- Composer:Jean-Philippe Rameau
- Librettist:Adrien-Joseph Le Valois d'Orville
- Creation date:1745
- Creation place:France
- Acts number:4
- Original language:French
- Opera House of original production:Beijing National Centre for the Performing Arts
This is not the fable of the Frog and the Ox...the story is much better! Irresistibly ugly, the water nymph Platée is convinced that Jupiter is in love and wants to marry her. This premise is the start of a chain of misunderstandings that gives this comedy by Jean-Philippe Rameau its rhythm, irony and biting wit – even if one ends up feeling sorry for the poor water nymph, who, from scene to scene, goes from failure to humiliation. A jewel of French baroque opera, Platée is considered a ballet buffon. Around the libretto of Valois d'Orville, a comic masterpiece, Rameau's musical inventiveness is omnipresent. Each scene is an iconoclastic mixture of arias, choruses and dances that flesh out an intrigue full of secondary roles and adventures. It is interesting to imagine what it must have been like when this madcap work was presented for the first time at the court of Versailles, for the wedding of Louis, Dauphin of France, to the Infanta Maria Theresa of Spain...

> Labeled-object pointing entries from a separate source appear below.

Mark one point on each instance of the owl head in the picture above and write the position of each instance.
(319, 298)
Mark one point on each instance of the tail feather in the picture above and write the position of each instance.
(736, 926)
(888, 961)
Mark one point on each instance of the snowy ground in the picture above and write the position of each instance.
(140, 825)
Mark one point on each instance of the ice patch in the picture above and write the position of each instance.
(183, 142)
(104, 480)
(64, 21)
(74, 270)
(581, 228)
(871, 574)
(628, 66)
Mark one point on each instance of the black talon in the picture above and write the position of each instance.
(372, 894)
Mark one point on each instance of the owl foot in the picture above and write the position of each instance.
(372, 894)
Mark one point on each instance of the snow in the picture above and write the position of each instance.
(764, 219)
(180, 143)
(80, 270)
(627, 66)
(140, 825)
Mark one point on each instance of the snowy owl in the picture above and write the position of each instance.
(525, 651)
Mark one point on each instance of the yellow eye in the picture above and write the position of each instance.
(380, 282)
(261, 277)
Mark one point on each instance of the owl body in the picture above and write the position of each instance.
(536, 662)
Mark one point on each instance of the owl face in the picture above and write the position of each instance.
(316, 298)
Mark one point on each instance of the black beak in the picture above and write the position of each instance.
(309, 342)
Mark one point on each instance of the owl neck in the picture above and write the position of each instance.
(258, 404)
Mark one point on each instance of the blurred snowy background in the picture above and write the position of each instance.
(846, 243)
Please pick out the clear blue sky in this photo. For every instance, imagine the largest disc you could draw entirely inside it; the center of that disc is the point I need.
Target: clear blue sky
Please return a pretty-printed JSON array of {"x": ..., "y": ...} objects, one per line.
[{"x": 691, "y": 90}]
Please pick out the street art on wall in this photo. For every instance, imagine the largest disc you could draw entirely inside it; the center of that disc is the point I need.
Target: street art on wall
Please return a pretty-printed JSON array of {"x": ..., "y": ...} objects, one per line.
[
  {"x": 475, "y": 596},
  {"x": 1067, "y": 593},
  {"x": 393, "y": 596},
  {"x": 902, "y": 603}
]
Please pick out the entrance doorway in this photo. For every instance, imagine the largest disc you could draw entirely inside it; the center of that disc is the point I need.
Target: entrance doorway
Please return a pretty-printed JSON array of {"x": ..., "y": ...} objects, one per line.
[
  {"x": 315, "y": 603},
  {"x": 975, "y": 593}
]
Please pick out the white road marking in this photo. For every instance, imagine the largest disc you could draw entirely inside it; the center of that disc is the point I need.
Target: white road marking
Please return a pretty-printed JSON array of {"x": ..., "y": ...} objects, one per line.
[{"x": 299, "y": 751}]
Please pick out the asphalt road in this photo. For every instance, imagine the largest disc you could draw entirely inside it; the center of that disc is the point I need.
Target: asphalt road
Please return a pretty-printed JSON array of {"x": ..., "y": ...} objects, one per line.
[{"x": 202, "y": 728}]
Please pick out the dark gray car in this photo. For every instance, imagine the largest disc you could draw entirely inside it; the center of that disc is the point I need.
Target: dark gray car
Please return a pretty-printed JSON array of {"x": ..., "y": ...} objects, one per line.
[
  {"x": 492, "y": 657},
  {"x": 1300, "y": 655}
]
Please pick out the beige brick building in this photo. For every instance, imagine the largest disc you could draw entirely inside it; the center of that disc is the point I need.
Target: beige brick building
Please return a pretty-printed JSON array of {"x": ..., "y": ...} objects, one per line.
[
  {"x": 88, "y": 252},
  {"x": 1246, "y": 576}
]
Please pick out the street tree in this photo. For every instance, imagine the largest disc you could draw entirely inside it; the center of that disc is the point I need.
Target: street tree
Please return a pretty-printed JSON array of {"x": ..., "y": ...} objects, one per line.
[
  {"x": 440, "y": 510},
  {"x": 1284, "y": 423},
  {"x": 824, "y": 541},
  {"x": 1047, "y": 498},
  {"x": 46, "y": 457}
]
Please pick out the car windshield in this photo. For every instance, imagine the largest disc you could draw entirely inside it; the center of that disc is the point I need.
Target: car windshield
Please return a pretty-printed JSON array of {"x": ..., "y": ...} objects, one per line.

The prologue sets the stage for the action: Thespis, Momus and Thalie announce the subject of the play. It is a comedy mocking the folly of man...and the story of a trap set by Jupiter to cure Juno of her jealousy. The trap? It consists in convincing the water nymph Platée that Jupiter is in love with her. Mercury officially declares Jupiter’s love to Platée. When the god appears before her – first as a donkey, then an owl - the nymph calls on the birds of the marshes, but they scare Jupiter away. Luckily he quickly returns and declares his love for Platée. He even wants to marry her. La Folie comes to sing for the fiancée during an absolutely chaotic scene. However, as the couple prepares for the wedding, Juno arrives. Furious, she puts an end to the farce and ascends to the heavens with Jupiter. Humiliated, Platée understands she has been duped. She swims off into the marshes, as the chorus sings an ironic song in her honour.
A prologue sets the stage for the story. Thespis, the inventor of comedy, is joined by Thalie, Momus and Love. They want to stage an entertainment, a re-enactment of Jupiter’s attempts to cure his wife, Juno, of her jealousy. Jupiter will pretend to love the hideous Platée, queen of the marshes. The show will also be an opportunity to demonstrate the folly of men.
In a pastoral setting, Platée appears, mincing about.
When Citheron appears, Platée tries to seduce him. She believes he is shy...before understanding that her charms are not working. “You are deceitful with me, she says, tell me why?” A chorus of amphibians repeats Platée's "why", croaking like toads on the last syllable...
Excerpt: « Dis-donc pourquoi »
The trap is set. While Platée weeps, Mercury comes and solemnly announces that Jupiter is hopelessly in love with her. The nymphs dance around Platée, but a storm erupts, sweeping them all away.
Platée is overjoyedat the thought of Jupiter’s love… She calls the birds and sings of her happiness, when finally the god appears before her. Now it is the turn of La Folie to entertain in a show-stopping scene. After stealing Apollo’s lyre, La Folie sings a beautiful aria, exciting all the madmen, who dance around her. Preparations for Jupiter and Platée's wedding are in full swing !
As the wedding approaches, various delegations arrive, hinting at the grotesque pomp of the upcoming event. As the entertainment continues, Platée languishes in her wedding dress. Then Juno appears and puts an end to the farce.She rises to the heavens with Jupiter, leaving behind the humiliated nymph. Mocked by all, Platée promises to get revenge and unleash her wrath from her cave. Then she jumps into the marsh, leaving the chorus to sing an ironic song in her honour.